Another recent study by the same research team employed the most advanced MRI methods to explore the relationship between dreaming and the involvement of deep-brain regions. The researchers discovered that vivid, unusual, and emotionally intense dreams (the kinds of dreams that individuals recall) are related to the amygdala and hippocampus areas.

While the amygdala is primarily responsible for emotional reaction processing and memory, the hippocampus has been linked to critical memory processes such as information consolidation from short-term to long-term memory.

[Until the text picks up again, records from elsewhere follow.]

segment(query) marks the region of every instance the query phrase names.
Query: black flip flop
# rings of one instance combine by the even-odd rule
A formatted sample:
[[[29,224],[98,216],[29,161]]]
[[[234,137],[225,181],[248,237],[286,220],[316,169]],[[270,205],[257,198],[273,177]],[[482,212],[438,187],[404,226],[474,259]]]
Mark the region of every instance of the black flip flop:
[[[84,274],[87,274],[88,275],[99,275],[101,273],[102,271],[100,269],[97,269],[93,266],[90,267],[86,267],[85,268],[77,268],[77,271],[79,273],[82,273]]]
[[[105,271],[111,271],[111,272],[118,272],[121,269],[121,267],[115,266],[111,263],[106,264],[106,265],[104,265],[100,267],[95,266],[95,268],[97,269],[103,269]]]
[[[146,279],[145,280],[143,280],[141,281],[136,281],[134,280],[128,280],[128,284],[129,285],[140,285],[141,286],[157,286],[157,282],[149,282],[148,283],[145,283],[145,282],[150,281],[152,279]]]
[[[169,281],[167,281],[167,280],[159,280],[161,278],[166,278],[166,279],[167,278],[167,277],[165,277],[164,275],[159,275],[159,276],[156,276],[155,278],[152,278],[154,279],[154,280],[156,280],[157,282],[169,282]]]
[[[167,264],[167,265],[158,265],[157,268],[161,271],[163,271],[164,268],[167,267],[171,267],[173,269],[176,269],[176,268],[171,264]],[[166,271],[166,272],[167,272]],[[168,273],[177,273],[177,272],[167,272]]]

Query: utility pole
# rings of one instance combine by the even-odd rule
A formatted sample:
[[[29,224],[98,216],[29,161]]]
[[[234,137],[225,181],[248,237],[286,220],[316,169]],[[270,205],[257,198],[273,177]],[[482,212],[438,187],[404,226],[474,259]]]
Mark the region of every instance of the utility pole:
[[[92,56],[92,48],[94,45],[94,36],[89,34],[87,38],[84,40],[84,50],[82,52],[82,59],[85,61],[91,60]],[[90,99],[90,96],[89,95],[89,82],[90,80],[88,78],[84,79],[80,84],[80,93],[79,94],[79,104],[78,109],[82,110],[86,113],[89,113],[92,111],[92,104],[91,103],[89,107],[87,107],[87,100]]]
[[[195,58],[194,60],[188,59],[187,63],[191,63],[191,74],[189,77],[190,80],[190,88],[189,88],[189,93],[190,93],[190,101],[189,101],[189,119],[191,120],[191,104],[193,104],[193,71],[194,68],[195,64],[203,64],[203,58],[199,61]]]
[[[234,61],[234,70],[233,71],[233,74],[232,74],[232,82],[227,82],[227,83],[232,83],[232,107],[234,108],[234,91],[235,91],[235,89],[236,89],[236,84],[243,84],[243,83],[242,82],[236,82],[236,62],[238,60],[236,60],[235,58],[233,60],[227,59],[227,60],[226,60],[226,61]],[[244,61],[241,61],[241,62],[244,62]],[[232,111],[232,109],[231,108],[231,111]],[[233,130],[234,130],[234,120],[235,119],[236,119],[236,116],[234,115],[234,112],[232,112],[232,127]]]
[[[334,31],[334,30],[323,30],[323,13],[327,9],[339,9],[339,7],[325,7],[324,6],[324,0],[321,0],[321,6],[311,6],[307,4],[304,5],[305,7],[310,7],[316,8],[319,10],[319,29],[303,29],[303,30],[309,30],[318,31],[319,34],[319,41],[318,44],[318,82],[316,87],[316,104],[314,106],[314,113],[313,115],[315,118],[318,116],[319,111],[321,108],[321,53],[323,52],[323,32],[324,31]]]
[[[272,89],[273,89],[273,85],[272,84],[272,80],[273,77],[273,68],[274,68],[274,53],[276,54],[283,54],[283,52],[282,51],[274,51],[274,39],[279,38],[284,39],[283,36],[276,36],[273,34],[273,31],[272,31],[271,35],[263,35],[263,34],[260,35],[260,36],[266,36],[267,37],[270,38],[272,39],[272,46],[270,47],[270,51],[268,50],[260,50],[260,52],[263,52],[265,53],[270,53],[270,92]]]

Another recent study released by Matthew Walker and colleagues at the Sleep and Neuroimaging Lab at UC Berkeley revealed that a reduction in REM sleep (or less “dreaming”) impacts our capacity to interpret complicated emotions in daily life – a crucial component of human social functioning. Scientists have also lately discovered wherein brain dreaming is most likely to occur. An extremely rare clinical disease called “Charcot-Wilbrand Syndrome” has been linked to the loss of the ability to dream, among other neurological symptoms.

However, it wasn’t until a few years ago that a woman reported losing her capacity to dream despite experiencing almost no other long-term neurological symptoms. The patient had a lesion in the right inferior lingual gyrus, which is a brain region (located in the visual cortex). As a result, we know that dreams are created or communicated by this specific brain region, which is connected with visual processing, emotion, and visual memory.

These discoveries, when taken together, convey a significant picture regarding the underlying process and probable purpose of dreaming.

Dreams appear to aid in the processing of emotions by encoding and reconstructing memories of them. What we see and feel in our dreams may or may not be genuine, but the most emphatically are the feelings associated with these experiences. Our dream narratives simply attempt to remove the emotion from a specific event by constructing a memory of it. As a result, the feeling is no longer active.

This system plays a crucial function since not processing our emotions, particularly negative ones, promotes personal concern and anxiety. Acute REM sleep deprivation is becoming more linked to the emergence of mental illnesses. In a nutshell, dreams assist us in controlling traffic on the brittle bridge that connects our experiences with our emotions and memories.